Nearest-Neighbour Search

A nearest-neighbour search is used to find which point in a set is closest to another point. It is used to answer such as which pub is closest to my current location?

The following is the pseudocode for a nearest-neighbour search for a two-dimensional kD tree. It is quite similar to a search of a binary-search tree. The main difference is that we have to keep track of the depth in the tree, otherwise we will not know if we should compare the x-value of the point or the y-value of the point.

tuple function search_kd_tree(int depth, tuple tree, tuple point):
    if tree is a single point:
        return the point

    meanValue = the value of the root node of tree

    if depth is even:
        comparisonValue = the x-value of the point
    else:
        comparisonValue = the y-value of the point

    if comparisonValue < meanValue :
        subtree = left-hand subtree of tree
    else:
        subtree = right-hand subtree of tree

    return search_kd_tree(depth + 1, subtree, point)
    

Example

The kD tree built in the earlier example.

For an example search, we will search the kD tree we built in the earlier example for the point nearest to (5, 7).

Step One

The search of the kD tree after the first step.

First we compare the x-value of the point we are searching for with value of the root of the tree (5). The x-value is compared because the root of the tree is at depth zero, which we are treating as even. As the x-value of the point is equal to to the value of the root, we descend into the right-hand of the subtree.

Step Two

The search of the kD tree after the second step.

Next we compare the y-value of the point we are searching for (7) with the value of the current node (6). As the y-value is greater we descend into the right-hand subtree of the current node.

Step Thee

The search of the kD tree after the third step.

In the final step we descend into the left subtree of the node as the x-value of the point (5) is less than the value of the current node (9). As the subtree is a leaf we return the value of the point (7, 9) which is the nearest neighbour to the point we are searching for (5, 7).

An Optimised Search Algorithm

Jason Smith pointed out that we do not have to keep track of the current depth in the tree when performing the search.
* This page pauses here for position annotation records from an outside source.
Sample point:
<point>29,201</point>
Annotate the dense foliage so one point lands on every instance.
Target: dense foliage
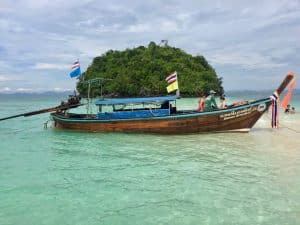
<point>142,71</point>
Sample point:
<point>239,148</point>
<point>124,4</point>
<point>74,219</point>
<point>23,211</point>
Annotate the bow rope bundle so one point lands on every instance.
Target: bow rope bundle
<point>275,116</point>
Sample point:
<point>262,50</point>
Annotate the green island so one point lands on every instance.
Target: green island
<point>141,71</point>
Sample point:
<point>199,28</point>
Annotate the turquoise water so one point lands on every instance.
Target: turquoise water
<point>64,177</point>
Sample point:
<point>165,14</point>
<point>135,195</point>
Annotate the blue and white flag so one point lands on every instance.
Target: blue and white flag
<point>75,69</point>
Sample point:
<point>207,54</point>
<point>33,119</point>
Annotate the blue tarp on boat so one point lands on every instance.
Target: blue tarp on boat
<point>148,100</point>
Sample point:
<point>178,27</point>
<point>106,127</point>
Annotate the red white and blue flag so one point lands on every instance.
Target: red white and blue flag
<point>75,69</point>
<point>172,77</point>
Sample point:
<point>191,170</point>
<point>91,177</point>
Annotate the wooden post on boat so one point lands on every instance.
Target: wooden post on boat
<point>73,102</point>
<point>285,82</point>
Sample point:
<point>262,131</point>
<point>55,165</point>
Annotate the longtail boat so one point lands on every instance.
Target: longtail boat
<point>160,115</point>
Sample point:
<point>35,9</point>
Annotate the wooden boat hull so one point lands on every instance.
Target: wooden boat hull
<point>240,118</point>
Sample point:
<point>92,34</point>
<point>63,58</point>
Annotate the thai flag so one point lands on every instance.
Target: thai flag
<point>75,69</point>
<point>172,77</point>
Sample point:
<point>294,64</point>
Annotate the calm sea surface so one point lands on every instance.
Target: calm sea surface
<point>56,177</point>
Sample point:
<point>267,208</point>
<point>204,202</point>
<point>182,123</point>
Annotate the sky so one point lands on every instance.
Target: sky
<point>251,44</point>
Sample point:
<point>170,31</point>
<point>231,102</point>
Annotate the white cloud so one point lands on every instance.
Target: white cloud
<point>5,78</point>
<point>38,37</point>
<point>5,89</point>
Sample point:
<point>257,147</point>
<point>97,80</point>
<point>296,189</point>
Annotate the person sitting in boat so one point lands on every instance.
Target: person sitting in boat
<point>201,103</point>
<point>210,101</point>
<point>222,102</point>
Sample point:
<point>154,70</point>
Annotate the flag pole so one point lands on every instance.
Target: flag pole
<point>177,91</point>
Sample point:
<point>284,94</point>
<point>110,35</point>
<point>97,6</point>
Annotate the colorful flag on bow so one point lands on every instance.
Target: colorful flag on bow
<point>75,69</point>
<point>287,98</point>
<point>172,77</point>
<point>172,81</point>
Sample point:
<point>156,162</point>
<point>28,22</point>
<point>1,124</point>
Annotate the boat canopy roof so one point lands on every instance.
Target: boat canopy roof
<point>147,100</point>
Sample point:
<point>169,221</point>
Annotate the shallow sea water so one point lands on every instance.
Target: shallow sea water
<point>65,177</point>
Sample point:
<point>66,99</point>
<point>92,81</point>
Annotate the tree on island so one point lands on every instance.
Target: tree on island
<point>142,71</point>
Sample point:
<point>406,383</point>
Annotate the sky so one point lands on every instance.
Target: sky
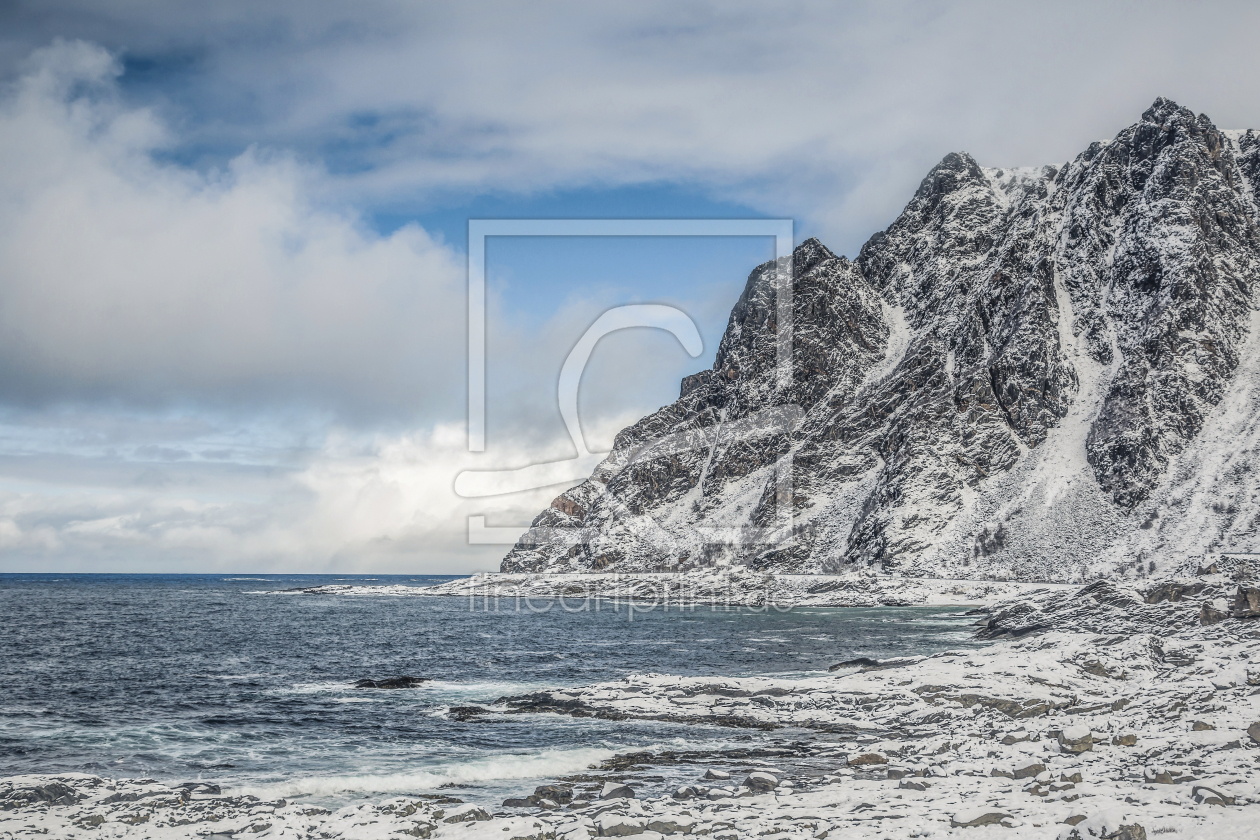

Instead, we only compare the median with the first of the two search-coordinates, and then swap them during each recursion as follows.

tuple function search_kd_tree(int scalarA, int scalarB, tuple tree):
    if tree is a single point:
        return the point

    meanValue = the value of the root node of tree

    if scalarA < meanValue:
        subtree = left-hand subtree of tree
    else:
        subtree = right-hand subtree of tree

    return search_kd_tree(scalarB, scalarA, subtree)

The above algorithm is faster than the one above because it reduces the number of if-statements. It also uses less memory as we are no-longer keeping track of the current depth in the tree.

Source Code

CC-GNU GPL

This software is licensed under the CC-GNU GPL.

The kD tree source code (10K Python code) is based on the algorithms for building the kD tree and performing a nearest-neighbour search. The code uses the true median to partition the points into two subsets, rather than estimating the median by adding the first and last values together and dividing by two. Using the true median can produce better-balanced trees so searching is faster, but calculating the true median requires that the list of points is constantly sorted and re-sorted, which is quite slow.

Bibliography

Knuth, Donald, The Art of Computer Programming, Volume Two, Third Edition, Addison-Wesley, Reading, Massachusetts, 1997.

Marner, Jacob, Computational Geometry, Web Page, May 2000.

Sedgewik, Robert, Algorithms, Second Edition, Addison-Wesley, Reading, Massachussetts, 1988.